Many public health outcome measures in Wigan kept up through the pandemic and continue to 'buck the trend', performing better than comparable authorities, according to the Local Government Association.

She continued to tell the M.E.N.: "While there is still much work to do, over the last 14 years I’ve seen healthy life expectancy in Wigan both for men and women reach the England average and prevalence of smoking in the borough’s adult population halve, plus the development of a citizen led health champions movement as part of the Wigan Deal.

"The movement numbers 23,000 people who do amazing work on creating dementia-friendly communities, cancer and heart disease prevention, mental well-being and autism friends. Wigan is now a national beacon of good public health practice as the Kings Fund report on the Wigan Deal described and I know my amazing and inspirational colleagues in Wigan Council, the Wigan system and local residents will go from strength to strength.

"It’s been an honour to be part of their journey and I wish them health, happiness and success for the future”

While working during the Covid-19 pandemic, Professor Ardern took inspiration from public health figures from the past. "In everything I’ve done this year, I’ve been inspired by a public health hero of mine, James Niven, who was the medical officer of health for Manchester during the Spanish flu pandemic a century ago," she told the Financial Times, after being named one of the publication's Women of the Year in 2020 .

"He was a man hugely ahead of his time. If you think about what we’re dealing with today — a new virus without vaccine or treatment for most of the year — that was exactly the same situation that Niven and my predecessors were faced with in 1918-19. In his diaries he described how pandemics come in waves, how wave one and wave two behave, and the fact that pandemics will move across age groups and affect them differently.
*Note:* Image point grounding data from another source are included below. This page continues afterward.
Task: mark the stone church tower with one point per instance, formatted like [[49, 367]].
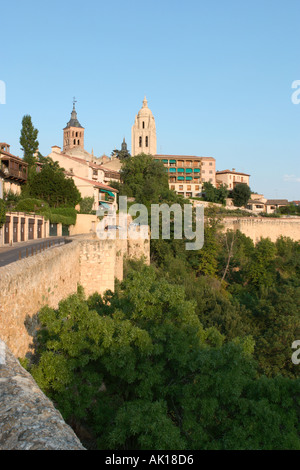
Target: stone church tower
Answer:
[[73, 133], [143, 133]]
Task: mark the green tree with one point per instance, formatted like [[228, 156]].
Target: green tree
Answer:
[[2, 212], [86, 205], [138, 370], [241, 194], [51, 185], [28, 140], [213, 194]]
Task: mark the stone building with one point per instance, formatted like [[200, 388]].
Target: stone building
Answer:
[[231, 178], [14, 170], [91, 178], [188, 173]]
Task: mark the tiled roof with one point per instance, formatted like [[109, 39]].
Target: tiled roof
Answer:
[[274, 202], [234, 172], [97, 184], [184, 156]]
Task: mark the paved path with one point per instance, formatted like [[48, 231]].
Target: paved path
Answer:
[[10, 254]]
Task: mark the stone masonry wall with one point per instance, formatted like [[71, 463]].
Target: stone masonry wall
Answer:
[[28, 419], [27, 285], [258, 227], [50, 276]]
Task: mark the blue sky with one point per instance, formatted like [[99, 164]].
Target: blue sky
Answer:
[[217, 75]]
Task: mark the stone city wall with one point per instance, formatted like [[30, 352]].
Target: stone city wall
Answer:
[[260, 227], [50, 276], [28, 419]]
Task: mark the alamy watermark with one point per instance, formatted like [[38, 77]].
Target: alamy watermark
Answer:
[[161, 215], [2, 92], [296, 94], [2, 352]]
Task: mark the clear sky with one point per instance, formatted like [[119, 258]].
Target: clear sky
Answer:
[[217, 75]]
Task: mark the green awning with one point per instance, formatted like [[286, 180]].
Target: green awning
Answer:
[[108, 192], [105, 205]]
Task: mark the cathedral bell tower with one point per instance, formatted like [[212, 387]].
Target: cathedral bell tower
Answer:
[[73, 133], [143, 132]]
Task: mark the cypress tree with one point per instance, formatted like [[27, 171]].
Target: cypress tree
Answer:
[[28, 140]]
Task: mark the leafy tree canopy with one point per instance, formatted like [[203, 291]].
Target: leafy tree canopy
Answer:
[[51, 185], [28, 140], [139, 371]]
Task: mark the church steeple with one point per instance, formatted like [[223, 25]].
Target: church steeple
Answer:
[[124, 146], [73, 132], [143, 133]]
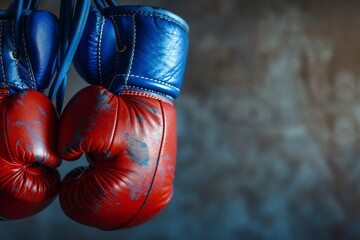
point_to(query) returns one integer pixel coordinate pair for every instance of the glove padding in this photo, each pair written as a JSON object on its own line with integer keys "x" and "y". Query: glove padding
{"x": 126, "y": 125}
{"x": 28, "y": 179}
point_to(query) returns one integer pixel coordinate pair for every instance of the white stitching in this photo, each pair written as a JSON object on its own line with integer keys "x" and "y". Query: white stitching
{"x": 148, "y": 14}
{"x": 132, "y": 52}
{"x": 152, "y": 79}
{"x": 27, "y": 59}
{"x": 144, "y": 94}
{"x": 1, "y": 58}
{"x": 15, "y": 47}
{"x": 99, "y": 48}
{"x": 117, "y": 53}
{"x": 149, "y": 90}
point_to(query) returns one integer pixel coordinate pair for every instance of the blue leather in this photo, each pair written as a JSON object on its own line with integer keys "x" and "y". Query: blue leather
{"x": 134, "y": 47}
{"x": 28, "y": 57}
{"x": 73, "y": 15}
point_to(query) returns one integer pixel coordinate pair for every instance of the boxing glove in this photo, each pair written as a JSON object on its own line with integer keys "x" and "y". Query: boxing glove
{"x": 125, "y": 121}
{"x": 29, "y": 180}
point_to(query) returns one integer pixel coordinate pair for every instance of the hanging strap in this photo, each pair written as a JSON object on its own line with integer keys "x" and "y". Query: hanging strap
{"x": 101, "y": 4}
{"x": 15, "y": 10}
{"x": 73, "y": 16}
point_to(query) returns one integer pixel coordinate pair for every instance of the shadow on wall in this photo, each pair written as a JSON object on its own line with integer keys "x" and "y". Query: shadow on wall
{"x": 268, "y": 124}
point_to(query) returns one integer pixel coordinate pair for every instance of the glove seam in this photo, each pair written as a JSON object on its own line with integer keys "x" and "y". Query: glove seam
{"x": 132, "y": 51}
{"x": 7, "y": 137}
{"x": 149, "y": 14}
{"x": 151, "y": 79}
{"x": 27, "y": 58}
{"x": 116, "y": 124}
{"x": 15, "y": 47}
{"x": 1, "y": 57}
{"x": 99, "y": 49}
{"x": 143, "y": 94}
{"x": 149, "y": 191}
{"x": 149, "y": 90}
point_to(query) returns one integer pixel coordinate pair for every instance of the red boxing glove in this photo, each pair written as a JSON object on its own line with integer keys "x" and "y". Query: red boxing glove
{"x": 126, "y": 125}
{"x": 28, "y": 179}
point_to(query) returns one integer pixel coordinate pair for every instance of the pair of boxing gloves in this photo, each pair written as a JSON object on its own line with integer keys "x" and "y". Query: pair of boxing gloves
{"x": 133, "y": 57}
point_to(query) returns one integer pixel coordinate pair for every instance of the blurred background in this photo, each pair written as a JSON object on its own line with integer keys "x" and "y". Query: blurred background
{"x": 268, "y": 127}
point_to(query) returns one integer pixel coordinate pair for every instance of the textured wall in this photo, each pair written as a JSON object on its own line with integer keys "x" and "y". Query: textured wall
{"x": 268, "y": 126}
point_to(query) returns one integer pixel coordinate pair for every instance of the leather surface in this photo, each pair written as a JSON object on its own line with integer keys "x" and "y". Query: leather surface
{"x": 134, "y": 47}
{"x": 130, "y": 144}
{"x": 28, "y": 179}
{"x": 31, "y": 64}
{"x": 125, "y": 123}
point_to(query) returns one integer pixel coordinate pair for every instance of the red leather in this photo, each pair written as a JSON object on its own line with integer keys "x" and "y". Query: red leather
{"x": 130, "y": 144}
{"x": 28, "y": 179}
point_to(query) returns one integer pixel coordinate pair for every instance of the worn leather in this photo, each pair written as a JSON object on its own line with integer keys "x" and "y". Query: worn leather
{"x": 29, "y": 180}
{"x": 125, "y": 123}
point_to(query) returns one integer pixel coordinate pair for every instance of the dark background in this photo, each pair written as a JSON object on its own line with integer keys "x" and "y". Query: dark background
{"x": 268, "y": 127}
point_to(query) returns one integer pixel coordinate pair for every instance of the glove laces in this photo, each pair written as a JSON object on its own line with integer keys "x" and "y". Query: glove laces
{"x": 73, "y": 16}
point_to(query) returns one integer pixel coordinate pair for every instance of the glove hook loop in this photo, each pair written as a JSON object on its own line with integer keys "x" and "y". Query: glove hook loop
{"x": 73, "y": 16}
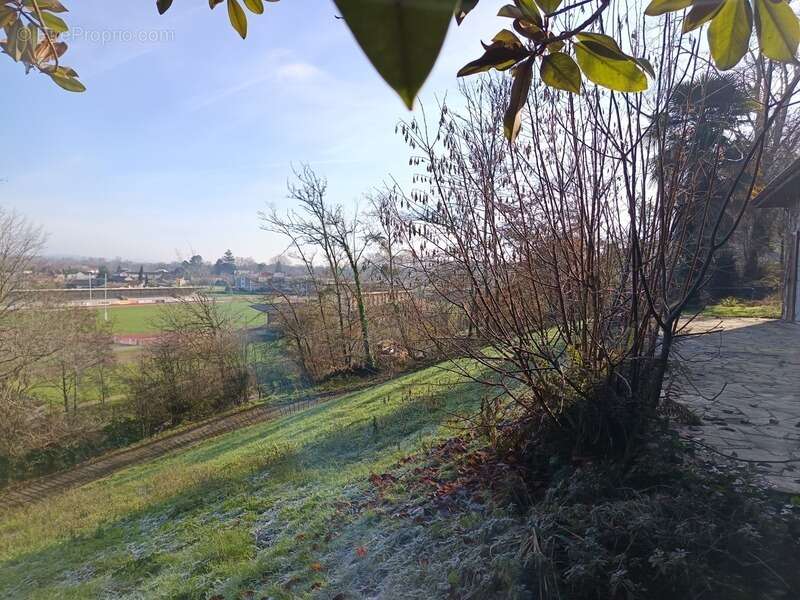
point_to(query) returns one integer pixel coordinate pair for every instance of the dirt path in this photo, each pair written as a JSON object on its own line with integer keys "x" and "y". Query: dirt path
{"x": 43, "y": 487}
"He also recognised the importance of contact tracing and, if you could manage it, vaccinating between waves. Much of our knowledge today draws on his observations. In thinking about our pandemic response in Wigan this year, I’ve always had at the back of my mind, “What would Niven have done?” You take some heart from folks like that who have gone before."

Alison McKenzie-Folan, chief executive of Wigan Council, said: “Kate’s dedicated public service here in Wigan Borough over the last 14 years has had an immense impact on the lives of our residents and our public health outcomes.

“A key voice in public health, in recent years Kate’s leadership and expertise has guided our borough’s response to the Covid-19 pandemic. She will be incredibly missed by us all Wigan Council, and we wish her all the best for a long and happy retirement.”